Quale pensi sarà l’impatto a livello nazionale di queste proteste? Pensi che ci saranno delle conseguenze per le elezioni di novembre?

Non saprei dire se ci sarà un impatto elettorale a novembre. Sembra che non ci sia troppa differenza tra democratici e repubblicani a questo punto in termini di risposta al nostro movimento e alle nostre proteste.

Secondo te perché Columbia ha ricevuto tutta questa attenzione, anche in confronto ad altri campus dove ci sono state proteste altrettanto imponenti?
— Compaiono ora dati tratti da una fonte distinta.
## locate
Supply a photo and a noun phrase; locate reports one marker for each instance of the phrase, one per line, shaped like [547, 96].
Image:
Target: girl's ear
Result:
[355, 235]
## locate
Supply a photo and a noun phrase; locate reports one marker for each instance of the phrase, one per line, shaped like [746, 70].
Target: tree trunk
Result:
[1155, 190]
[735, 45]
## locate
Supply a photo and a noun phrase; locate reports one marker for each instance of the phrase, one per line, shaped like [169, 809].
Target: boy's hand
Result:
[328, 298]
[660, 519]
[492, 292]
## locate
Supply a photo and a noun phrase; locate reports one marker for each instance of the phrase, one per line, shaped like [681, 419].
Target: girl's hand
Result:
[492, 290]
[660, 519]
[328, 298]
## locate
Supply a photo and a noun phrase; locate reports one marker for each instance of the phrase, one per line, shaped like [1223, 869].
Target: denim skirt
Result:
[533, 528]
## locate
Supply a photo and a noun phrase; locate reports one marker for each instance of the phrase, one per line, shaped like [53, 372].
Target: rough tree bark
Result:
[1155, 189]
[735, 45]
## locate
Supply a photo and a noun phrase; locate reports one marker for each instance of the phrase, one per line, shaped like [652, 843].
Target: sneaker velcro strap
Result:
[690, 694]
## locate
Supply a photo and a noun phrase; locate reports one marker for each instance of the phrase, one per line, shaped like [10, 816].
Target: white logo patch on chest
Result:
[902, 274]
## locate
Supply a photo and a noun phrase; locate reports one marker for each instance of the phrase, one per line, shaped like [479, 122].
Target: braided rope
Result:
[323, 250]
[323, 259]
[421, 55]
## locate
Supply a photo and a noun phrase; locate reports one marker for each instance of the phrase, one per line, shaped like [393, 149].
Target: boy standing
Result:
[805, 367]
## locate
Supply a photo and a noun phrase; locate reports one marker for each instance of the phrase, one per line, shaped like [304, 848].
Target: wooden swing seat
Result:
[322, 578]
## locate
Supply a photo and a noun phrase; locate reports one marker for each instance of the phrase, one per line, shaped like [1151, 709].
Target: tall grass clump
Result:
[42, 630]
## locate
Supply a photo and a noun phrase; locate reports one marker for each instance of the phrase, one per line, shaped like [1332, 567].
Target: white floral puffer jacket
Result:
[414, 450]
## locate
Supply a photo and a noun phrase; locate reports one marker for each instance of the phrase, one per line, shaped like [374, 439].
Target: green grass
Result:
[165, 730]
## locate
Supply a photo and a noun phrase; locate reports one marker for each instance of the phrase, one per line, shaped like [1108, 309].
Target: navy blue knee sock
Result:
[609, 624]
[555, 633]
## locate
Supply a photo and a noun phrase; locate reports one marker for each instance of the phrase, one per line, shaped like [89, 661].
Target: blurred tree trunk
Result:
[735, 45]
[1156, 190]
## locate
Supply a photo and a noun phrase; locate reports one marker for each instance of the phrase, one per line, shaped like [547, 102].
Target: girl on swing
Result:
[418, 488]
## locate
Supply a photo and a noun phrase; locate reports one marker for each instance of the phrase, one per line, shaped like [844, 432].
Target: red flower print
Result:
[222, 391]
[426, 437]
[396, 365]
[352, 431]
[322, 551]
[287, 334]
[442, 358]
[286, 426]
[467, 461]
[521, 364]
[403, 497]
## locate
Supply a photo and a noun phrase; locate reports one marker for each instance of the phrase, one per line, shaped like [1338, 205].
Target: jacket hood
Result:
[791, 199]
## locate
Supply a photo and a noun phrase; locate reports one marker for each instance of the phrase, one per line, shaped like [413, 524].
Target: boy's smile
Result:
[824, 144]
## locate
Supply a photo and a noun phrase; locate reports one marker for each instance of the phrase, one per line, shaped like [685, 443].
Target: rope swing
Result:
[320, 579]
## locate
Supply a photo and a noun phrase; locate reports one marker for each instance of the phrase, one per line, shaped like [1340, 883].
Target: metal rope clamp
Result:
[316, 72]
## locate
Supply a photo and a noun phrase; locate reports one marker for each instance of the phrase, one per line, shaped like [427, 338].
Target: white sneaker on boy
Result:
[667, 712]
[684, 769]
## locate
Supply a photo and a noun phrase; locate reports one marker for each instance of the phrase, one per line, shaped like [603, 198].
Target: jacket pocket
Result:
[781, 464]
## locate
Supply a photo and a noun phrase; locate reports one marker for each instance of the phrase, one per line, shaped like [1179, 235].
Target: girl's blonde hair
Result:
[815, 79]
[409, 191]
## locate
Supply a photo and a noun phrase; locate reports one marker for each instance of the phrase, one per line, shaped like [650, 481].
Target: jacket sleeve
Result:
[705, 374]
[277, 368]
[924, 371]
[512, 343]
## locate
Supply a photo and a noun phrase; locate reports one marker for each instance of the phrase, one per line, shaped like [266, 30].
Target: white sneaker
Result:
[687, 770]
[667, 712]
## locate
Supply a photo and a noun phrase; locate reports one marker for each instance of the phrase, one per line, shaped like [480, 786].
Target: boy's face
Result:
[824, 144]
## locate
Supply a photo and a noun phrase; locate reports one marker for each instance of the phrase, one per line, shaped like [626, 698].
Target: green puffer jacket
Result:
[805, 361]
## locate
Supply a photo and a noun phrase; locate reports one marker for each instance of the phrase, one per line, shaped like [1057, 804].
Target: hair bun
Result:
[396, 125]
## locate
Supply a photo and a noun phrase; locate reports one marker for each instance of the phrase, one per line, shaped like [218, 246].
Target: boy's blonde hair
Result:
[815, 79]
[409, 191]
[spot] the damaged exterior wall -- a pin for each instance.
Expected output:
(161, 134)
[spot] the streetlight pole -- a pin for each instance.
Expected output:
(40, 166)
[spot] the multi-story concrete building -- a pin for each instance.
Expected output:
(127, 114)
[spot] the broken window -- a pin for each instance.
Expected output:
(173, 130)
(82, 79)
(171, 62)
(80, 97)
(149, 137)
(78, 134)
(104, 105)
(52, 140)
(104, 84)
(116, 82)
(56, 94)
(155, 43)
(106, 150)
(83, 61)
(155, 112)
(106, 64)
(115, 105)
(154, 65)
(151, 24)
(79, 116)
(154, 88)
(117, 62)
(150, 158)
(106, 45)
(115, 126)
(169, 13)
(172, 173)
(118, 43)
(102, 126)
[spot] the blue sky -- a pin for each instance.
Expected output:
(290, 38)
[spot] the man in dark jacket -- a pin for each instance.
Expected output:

Immagino sia perché è Ivy League, e perché è New York. Tutte le telecamere sono puntate lì, ci sono parecchi studenti, professori. In quel contesto, chi vuole svilire le proteste ha i contatti giusti, con i network per esempio. E quindi sono in grado di mobilitare le televisioni e mettere Columbia al centro della storia, magari a danno di università più popolari, come City University of New York. CUNY anche aveva un grande accampamento che è stato buttato giù dalla polizia in modo brutale, ma se n’è parlato meno. Io non penso che i riflettori su Columbia debbano oscurare il fatto che questo è un movimento nazionale e un movimento che è stato in gran parte promosso da università pubbliche. E non penso solo a CUNY, ma per esempio anche al California Polytechnic di Humboldt. Anche loro hanno occupato, stanno occupando, e sono persone di origini popolari con situazioni economiche anche precarie. Persone che sono sempre state alla testa dei movimenti di protesta in questo paese.